The Vanishing Season (The Collector #4)(31)



“Ian?” I say. “What’s your diagnosis?”





11

Bran flinches again, full body, and scowls at me. It only takes a moment, though, for him to realize that Ian hasn’t corrected me, hasn’t refuted that there is a diagnosis of some sort. He turns in his chair, the blood draining from his face. “Ian?”

His friend, his first mentor, the man who saved his life in very important ways, gives him a sad smile. “I told myself it was too much of a reach,” he says. “I was so desperate to find Faith, or a reason I couldn’t find Faith, I was grasping at anything. Forging connections out of straw. I wanted it too badly.”

“Ian.”

“I made notes in my book,” he continues, patting the tattered composition book fondly, as one would a beloved dog. Probably just as faithful, really. “I didn’t make the files, though, because I couldn’t convince myself it was real.”

“Ian,” Bran grits out.

“And then this summer, I finally let Connie nag me to the doctor for the headaches I’ve been having for a while now.” Two fingers tap the ridge of bone over his eye, where his bushy eyebrow nearly hides a healing scar. “Malignant glioblastoma. Out to take us old men, I guess.”

“Incurable,” I murmur.

“Not too treatable either, if I go that route.”

“If?” Bran asks sharply.

“The most it can buy me is a few extra months, Brandon. I don’t know if that’s worth it. Connie and I are still discussing it.”
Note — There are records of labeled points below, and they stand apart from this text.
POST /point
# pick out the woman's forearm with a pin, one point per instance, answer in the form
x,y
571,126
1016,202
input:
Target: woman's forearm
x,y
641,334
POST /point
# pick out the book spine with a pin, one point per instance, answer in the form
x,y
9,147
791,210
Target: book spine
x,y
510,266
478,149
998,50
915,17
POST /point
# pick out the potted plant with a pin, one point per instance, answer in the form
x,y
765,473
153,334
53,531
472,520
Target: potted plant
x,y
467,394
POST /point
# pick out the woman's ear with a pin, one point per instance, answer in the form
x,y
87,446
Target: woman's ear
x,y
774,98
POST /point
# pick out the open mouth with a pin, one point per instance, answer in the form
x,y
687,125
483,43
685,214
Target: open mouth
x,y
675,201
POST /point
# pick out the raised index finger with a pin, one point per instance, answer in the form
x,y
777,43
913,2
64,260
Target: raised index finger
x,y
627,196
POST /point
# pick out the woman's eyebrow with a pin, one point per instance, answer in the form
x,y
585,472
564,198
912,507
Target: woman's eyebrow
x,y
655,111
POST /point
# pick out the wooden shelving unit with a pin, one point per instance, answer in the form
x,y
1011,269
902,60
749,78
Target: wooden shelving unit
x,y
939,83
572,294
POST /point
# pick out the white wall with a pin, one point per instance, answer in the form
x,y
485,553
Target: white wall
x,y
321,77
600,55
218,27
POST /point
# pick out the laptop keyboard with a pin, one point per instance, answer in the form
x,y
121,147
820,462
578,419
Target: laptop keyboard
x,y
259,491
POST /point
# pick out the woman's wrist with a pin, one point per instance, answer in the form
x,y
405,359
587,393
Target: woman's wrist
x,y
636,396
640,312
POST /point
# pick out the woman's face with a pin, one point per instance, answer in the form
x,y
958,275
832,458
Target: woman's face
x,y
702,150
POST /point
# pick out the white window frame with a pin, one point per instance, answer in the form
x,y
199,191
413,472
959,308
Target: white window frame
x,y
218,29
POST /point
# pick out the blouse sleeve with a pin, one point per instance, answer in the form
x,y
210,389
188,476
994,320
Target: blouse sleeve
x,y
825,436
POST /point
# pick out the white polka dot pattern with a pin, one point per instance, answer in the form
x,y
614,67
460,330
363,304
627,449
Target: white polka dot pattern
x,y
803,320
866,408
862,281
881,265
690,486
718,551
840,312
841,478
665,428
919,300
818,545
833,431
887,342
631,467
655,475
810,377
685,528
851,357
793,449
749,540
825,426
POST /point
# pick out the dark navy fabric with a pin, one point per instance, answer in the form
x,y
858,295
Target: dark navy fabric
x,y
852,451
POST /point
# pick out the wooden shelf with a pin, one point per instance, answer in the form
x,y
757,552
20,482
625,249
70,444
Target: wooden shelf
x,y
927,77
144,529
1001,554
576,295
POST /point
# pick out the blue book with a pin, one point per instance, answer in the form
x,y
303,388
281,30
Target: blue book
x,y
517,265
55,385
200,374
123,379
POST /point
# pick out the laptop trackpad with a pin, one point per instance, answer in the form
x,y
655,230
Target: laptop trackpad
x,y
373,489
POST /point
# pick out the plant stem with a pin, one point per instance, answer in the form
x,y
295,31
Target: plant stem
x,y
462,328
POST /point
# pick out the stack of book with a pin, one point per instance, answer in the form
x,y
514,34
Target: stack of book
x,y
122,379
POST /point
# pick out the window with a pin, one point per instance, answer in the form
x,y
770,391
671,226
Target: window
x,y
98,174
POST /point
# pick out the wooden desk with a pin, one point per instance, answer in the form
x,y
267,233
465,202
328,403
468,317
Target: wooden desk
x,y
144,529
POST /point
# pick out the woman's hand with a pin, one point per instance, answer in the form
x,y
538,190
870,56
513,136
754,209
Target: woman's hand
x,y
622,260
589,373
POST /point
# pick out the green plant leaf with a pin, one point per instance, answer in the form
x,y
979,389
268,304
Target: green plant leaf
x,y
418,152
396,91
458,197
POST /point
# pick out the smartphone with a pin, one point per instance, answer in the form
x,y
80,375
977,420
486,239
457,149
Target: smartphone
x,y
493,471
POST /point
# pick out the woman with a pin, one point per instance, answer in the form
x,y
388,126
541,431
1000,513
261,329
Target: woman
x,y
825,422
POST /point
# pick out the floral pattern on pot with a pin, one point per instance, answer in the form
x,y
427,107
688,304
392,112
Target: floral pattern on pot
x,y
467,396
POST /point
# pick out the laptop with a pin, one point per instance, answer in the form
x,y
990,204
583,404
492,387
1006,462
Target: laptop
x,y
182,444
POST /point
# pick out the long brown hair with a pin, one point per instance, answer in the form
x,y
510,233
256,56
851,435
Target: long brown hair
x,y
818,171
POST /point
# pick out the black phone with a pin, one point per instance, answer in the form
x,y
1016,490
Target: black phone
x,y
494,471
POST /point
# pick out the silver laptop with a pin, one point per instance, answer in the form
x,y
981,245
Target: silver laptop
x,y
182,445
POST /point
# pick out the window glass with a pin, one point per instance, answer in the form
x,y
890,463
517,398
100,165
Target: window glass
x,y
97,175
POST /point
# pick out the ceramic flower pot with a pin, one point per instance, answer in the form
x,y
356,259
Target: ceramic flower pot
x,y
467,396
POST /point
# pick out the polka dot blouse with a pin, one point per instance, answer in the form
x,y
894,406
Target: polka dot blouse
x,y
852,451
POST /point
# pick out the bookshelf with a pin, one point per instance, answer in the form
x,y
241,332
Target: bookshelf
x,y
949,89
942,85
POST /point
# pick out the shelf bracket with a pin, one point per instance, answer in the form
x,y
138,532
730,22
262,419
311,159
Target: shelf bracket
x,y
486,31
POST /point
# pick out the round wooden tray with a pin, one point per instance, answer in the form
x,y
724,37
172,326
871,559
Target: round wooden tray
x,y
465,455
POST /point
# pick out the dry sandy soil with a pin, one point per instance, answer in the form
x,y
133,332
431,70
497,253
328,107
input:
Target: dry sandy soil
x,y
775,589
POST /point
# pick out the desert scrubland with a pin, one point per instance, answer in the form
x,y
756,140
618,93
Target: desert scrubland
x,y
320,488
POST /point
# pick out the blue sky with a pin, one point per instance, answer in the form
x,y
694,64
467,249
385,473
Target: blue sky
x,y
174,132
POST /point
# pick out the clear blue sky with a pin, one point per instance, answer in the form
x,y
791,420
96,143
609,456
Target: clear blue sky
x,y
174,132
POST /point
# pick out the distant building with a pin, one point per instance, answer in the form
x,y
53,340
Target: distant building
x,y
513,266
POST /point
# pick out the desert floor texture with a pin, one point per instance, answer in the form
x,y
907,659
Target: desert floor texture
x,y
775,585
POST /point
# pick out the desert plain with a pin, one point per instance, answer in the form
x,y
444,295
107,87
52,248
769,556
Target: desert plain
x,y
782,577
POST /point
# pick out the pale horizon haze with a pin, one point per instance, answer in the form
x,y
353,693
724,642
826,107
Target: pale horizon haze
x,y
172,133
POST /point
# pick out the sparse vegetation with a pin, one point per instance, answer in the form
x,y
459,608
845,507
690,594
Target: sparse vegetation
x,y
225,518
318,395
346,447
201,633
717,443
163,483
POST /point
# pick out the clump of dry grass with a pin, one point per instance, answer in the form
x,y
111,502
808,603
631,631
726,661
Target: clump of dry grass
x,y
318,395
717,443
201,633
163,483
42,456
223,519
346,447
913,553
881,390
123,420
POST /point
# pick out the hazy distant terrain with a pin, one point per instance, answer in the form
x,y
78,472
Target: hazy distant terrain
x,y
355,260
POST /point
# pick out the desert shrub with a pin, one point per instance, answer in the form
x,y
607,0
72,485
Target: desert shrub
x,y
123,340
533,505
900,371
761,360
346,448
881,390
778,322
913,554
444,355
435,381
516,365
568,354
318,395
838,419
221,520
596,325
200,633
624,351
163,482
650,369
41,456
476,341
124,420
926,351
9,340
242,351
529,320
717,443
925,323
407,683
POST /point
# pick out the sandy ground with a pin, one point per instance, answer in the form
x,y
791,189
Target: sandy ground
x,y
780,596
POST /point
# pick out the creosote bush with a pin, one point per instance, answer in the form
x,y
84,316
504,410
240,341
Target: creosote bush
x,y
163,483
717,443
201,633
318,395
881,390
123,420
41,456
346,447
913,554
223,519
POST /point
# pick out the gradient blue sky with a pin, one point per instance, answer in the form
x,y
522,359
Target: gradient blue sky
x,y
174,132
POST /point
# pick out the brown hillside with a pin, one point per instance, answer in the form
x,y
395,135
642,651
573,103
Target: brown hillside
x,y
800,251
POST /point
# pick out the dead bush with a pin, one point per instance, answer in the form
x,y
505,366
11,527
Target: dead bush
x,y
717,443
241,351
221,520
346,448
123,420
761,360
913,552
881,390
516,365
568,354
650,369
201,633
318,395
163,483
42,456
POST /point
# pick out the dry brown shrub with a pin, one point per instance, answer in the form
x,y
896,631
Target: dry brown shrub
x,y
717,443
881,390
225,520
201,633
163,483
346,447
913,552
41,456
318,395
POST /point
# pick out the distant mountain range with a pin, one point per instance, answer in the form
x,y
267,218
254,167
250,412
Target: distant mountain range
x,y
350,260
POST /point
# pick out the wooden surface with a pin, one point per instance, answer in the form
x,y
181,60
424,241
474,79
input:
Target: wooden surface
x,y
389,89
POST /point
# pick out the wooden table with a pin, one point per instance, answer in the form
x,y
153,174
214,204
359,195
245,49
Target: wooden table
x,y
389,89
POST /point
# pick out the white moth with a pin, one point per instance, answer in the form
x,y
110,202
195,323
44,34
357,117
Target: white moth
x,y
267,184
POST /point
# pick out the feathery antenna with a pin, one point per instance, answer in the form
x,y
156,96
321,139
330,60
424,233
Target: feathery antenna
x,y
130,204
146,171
Which means they’ve decided against treatment but have gotten grief over it from others. If he was diagnosed this summer, why didn’t he tell Bran sooner?

“I was out in the studio last night, just sitting. Don’t feel comfortable working the kiln without Connie there now. Going back through Faith’s file, through the book. News playing in the background. Then I look up and see a little blonde girl on the television. Brooklyn Mercer. And there behind the reporter, your girl Ramirez talking to an officer. Started wondering when I decided being desperate meant I must be wrong rather than investigating it properly. So here I am.” Tears track down his weathered cheeks. I’m not sure he’s noticed them. “Six little girls,” he says again. “Look at them. How can they not be connected?”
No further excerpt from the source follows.